Vols football coach Jeremy Pruitt: 'We've got to believe in each other'

First-year Tennessee football coach Jeremy Pruitt want his players to work on building trust this summer, before the challenges of preseason practices and the season arrive.
First-year Tennessee football coach Jeremy Pruitt want his players to work on building trust this summer, before the challenges of preseason practices and the season arrive.

KNOXVILLE - As Jeremy Pruitt surveys the looming challenges of his first season as Tennessee's football coach, he is keeping his top priority simple this summer.

"The most important thing is we've got to create a team," Pruitt said Wednesday on Erik Ainge's radio show in Knoxville.

The Volunteers start preseason camp in less than two months and will open the season Sept. 4 against West Virginia in Charlotte, North Carolina. During a Wednesday appearance on "The Swain Event," Pruitt estimated Tennessee will have 27 to 30 players participating in preseason camp who were not with the team during its 15 spring practices.

photo First-year Tennessee football coach Jeremy Pruitt want his players to work on building trust this summer, before the challenges of preseason practices and the season arrive.

So while Pruitt said Wednesday he likes the players on his team and believes they are working hard, he also sees "lots of unknowns."

"It's going to be a challenge for the coaching staff and the players to kind of create a team atmosphere," Pruitt said on "The Swain Event."

That's one reason he launched a weekly series on team building as part of the eight hours per week the coaching staff is allowed to spend with players during eight weeks of summer school. Defensive coordinator Kevin Sherrer led a session this week and showed footage of Dallas Cowboys coach Jason Garrett praising former Tennessee tight end Jason Witten's team-first mentality during Witten's recent retirement announcement.

"What we've got to do from this point forward, is we've got to do everything we can to pull together and become the team that we can be," Sherrer tells Tennessee's football team in footage of the meeting released by the athletic department.

Pruitt has identified five types of players on his roster: returning players who participated in spring practices, returning players who did not participate in spring practices, junior college transfers, graduate transfers and true freshmen.

The path from an 0-8 Southeastern Conference record in 2017 to respectability under a first-time head coach who brought in an entirely new staff of assistants begins with learning everyone's name.

"A lot of guys, when you sit in a room, they don't know each other," Pruitt said on "The Erik Ainge Show." "We've got to get to know each other. We've got to be able to call upon each other. We've got to believe in each other. It's going to be important that we create a team, a one-ness. I feel like if we can do that, that will help us tremendously this fall."

Another avenue for summer team bonding will come through seven-on-seven passing drills. Coaches are not allowed to lead or organize such activities, but Tennessee's players are expected to participate.

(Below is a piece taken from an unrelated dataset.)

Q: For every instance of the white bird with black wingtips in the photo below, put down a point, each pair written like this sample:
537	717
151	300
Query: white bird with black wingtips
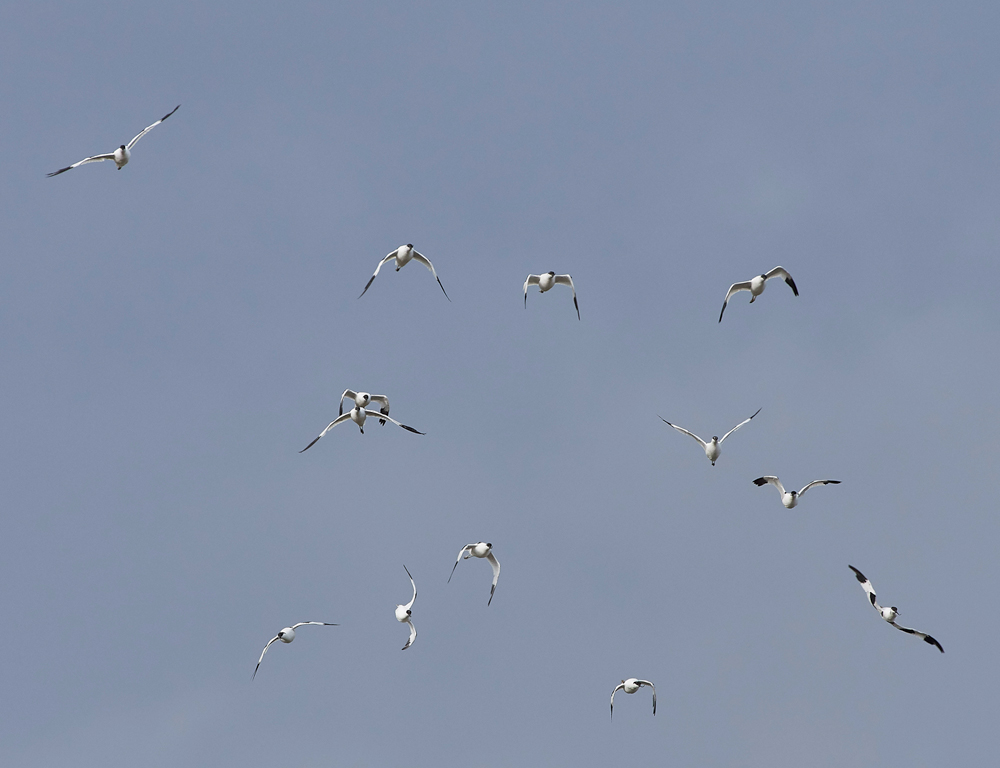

Last offseason was the first under former Vols coach Butch Jones in which he allowed players to participate in the drills. Previously, Jones cited the potential for injuries as a reason why players were discouraged from taking part.

Pruitt told "The Swain Event" that "we're not concerned about getting hurt."

"Everybody, I think, that wants to develop as a football player, there's only one way you can do it," Pruitt said. "That's to go out there and work the skill set that it takes for you to have success."